Night’s brilliance

A weekend away from the city reminded me intensely of the loss I feel at the lack of a true night time. A night time where the darkness turns the sky into a fantastic canvas of inky black studded with a shifting pattern of innumerable stars that indicate the vastness of our cosmos.  For city dwellers to be able to see the multitude of stars so thick and layered, the brighter ones seeming to be dripping out of the sky is a luxury. I wonder how many modern humans go their whole life without witnessing this wonder. A sight that is more deeply satisfying than the hype of noisy fireworks or shallow sparkle of fairy-lights.

Away from artificial lights the sky seems so vast and alive, becoming a canvas to write sagas on, just as cultures across the globe have done since time immemorial. The silence too is dense and invites an opening towards what else shares our world with us.  There is space to sense the subtle presences of the unseen world, to connect to the Earth’s heartbeat and to remember our smallness in the entirety of creation. Our Earth is alive and pulsing with life that we can easily miss amidst the noise and light of modernity’s 24/7 lifestyle.

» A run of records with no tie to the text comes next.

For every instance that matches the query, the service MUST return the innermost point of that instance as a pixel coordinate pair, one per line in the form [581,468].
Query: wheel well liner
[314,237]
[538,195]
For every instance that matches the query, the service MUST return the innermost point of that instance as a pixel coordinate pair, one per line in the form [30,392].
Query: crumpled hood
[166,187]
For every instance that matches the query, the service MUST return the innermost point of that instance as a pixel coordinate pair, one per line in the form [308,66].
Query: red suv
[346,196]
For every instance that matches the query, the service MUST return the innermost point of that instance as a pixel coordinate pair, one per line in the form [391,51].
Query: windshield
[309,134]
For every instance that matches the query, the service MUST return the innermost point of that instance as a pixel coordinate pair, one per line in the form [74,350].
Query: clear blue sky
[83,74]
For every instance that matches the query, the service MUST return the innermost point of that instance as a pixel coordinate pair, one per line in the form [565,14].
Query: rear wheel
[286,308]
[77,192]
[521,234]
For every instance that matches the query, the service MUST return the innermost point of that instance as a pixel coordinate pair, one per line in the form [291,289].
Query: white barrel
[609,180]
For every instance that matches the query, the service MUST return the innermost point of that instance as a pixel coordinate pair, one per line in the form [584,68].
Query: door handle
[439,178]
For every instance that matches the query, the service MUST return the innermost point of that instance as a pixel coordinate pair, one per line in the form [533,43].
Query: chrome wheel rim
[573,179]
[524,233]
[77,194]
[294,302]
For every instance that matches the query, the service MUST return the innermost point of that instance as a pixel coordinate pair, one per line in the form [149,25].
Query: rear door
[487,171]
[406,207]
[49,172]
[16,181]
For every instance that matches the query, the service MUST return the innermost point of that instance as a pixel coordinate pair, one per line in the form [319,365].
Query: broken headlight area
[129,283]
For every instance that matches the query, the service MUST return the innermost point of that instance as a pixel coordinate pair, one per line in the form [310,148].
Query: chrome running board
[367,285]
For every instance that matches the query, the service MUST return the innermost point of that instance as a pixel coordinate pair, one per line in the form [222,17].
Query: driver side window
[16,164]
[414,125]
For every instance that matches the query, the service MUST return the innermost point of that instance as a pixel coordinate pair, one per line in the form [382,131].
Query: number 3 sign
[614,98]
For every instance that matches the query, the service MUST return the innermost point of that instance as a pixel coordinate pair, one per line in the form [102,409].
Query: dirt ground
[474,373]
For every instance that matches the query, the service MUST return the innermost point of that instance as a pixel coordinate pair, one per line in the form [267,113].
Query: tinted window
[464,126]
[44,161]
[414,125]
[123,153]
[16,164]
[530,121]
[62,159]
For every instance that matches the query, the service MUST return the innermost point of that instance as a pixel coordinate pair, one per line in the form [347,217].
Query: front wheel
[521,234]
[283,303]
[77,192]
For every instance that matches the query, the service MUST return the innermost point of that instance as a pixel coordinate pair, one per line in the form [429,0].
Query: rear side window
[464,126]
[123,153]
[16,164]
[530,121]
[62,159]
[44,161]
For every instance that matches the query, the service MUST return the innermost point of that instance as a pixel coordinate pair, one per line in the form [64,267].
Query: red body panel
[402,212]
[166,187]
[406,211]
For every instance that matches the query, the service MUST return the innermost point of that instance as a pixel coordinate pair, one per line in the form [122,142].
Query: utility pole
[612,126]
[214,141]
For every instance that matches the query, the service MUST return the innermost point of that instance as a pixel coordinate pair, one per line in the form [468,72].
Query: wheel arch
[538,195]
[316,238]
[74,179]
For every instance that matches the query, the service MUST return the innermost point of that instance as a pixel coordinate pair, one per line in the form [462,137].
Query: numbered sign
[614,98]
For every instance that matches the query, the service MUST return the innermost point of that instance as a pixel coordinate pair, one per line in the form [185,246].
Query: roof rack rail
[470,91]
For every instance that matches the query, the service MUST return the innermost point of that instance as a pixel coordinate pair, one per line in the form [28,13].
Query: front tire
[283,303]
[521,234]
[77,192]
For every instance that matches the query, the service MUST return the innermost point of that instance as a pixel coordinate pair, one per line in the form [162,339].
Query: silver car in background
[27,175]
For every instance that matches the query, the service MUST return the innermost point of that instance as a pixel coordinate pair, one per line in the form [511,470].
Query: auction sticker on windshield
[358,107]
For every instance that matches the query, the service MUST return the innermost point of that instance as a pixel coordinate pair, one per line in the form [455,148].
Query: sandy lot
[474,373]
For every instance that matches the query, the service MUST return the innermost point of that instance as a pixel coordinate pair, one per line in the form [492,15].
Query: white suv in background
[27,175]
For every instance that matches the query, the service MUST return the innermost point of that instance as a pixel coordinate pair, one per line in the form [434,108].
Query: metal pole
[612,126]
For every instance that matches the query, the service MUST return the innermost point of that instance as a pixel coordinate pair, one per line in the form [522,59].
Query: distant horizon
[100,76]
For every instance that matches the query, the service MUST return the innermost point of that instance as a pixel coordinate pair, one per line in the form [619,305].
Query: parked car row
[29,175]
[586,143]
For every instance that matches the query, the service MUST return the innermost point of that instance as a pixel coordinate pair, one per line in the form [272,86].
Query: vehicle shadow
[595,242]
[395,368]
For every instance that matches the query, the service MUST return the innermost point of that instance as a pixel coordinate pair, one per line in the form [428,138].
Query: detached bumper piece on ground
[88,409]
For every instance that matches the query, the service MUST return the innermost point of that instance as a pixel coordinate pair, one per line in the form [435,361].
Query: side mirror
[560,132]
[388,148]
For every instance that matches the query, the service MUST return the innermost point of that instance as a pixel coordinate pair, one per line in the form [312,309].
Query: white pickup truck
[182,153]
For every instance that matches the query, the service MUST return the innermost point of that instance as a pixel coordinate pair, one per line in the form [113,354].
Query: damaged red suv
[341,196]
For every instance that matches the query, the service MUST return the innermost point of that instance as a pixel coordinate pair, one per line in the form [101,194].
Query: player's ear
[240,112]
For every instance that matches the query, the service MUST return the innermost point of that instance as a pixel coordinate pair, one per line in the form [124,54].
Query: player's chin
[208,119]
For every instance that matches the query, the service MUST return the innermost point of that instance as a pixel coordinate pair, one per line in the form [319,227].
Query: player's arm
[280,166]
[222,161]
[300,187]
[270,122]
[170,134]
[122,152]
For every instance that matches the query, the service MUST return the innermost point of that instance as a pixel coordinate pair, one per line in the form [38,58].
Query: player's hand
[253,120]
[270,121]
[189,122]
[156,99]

These days if I can go outside my house and see a dozen or so stars I am lucky. This is a deep loss for me and yet it feels hard to speak about in a world where connection to the more-than-human world is not considered important, and has, for a lot of city dwellers, been reduced to keeping pets and the occasional hike in the bush or swim in the ocean. In times when we humans have caused a monumental shrinking of the diversity of life and destabilised planetary systems it seems vital that we begin to rebuild our connection to that cosmos we are inhabiting. Yet how can we remember we are a part of the cosmos when we cannot see the stars?